Our Fund works with AstraZeneca, and we ask them what the plan is for India, what the project is for China. So if the creation of the vaccine is successful, as we hope, then there is already a global plan for its mass production. AstraZeneca said it was not going to profit from this. She just wants to help the world.
FN: Let’s talk about the conspiracy theories that have flooded the Internet. Some of them mention you, suggesting that you want to take over the world through computer chips that people will get through vaccination. Do you think this could be harmful?
BG: If you look at all the gossip and anti-scientific statements that exist, Yes-it leads to inciting hostility between people. It’s disturbing that digital tools are being used for all this craziness at a time like this. When we eventually have a vaccine, we will need to achieve the formation of group immunity, so that about 80% of the population is vaccinated. But if they think it’s a Scam or that vaccines are harmful, and people don’t want to be protected, then the disease will continue to kill people.

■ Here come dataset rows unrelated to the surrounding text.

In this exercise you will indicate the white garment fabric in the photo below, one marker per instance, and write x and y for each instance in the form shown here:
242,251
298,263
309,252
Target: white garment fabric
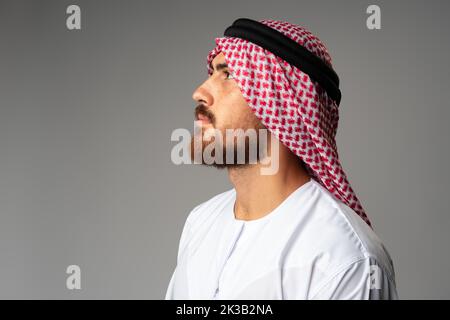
312,246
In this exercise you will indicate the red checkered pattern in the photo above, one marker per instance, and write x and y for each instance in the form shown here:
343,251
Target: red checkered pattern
291,105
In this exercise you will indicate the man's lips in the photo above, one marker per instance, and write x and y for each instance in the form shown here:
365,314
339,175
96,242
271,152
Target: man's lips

So I’m a little concerned about the existence of all these crazy ideas. And I am somewhat surprised that some of these theories are about me. We donate money to create a tool; we write checks to pharmaceutical companies. As it happens, our Foundation has many specialists in the field of pharmacology, and we are considered an honest intermediary between the government and companies in terms of choosing the best method.
FN: This was probably partly due to your words when you said that it is necessary to know who has been vaccinated and who has not, and how it will be tracked.

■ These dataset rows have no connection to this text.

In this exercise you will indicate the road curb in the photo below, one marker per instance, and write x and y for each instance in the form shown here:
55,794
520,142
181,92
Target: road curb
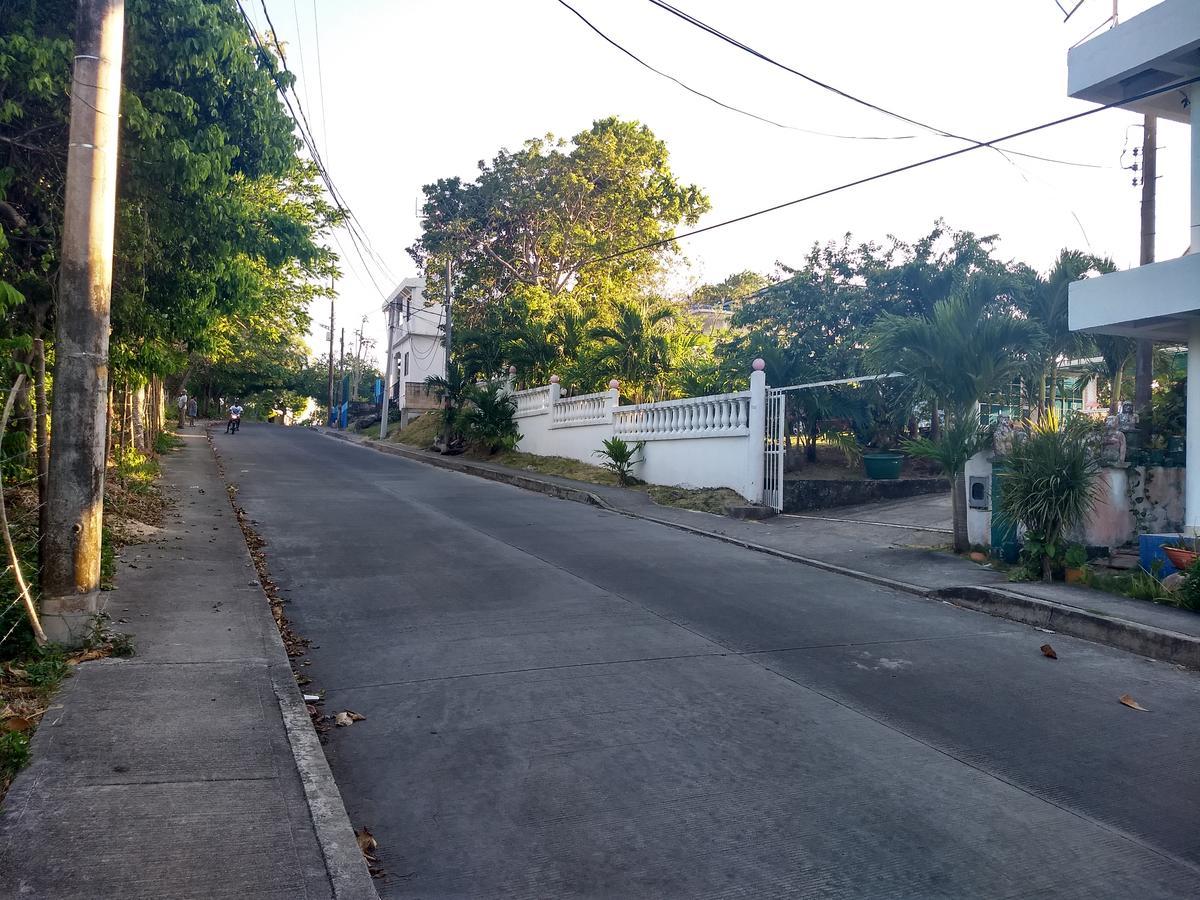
1122,634
345,865
1133,636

BG: Yes, if we talk about the smallpox vaccine, it left a scar because it is mighty, and you could see people with such vaccination in the crowd. And to completely get rid of the disease, everyone needed to be vaccinated. Therefore, we can say that a miracle happened, since, in 1980, this disease was recognized as defeated. So if we talk about voluntary registration, yes, we are thinking about how to protect children from the disease, but this does not mean any chips or anything like that. Sometimes you want to laugh [because of some theories].
FN: How do we know who has been vaccinated and who hasn’t?
BG: In rich countries, information is documented, and in emerging countries, data is recorded in paper documents. They are gradually switching to digital technologies, but not fast enough. In India, we test programs where information is stored in mobile phones so that specialists can understand whether a particular village has been covered.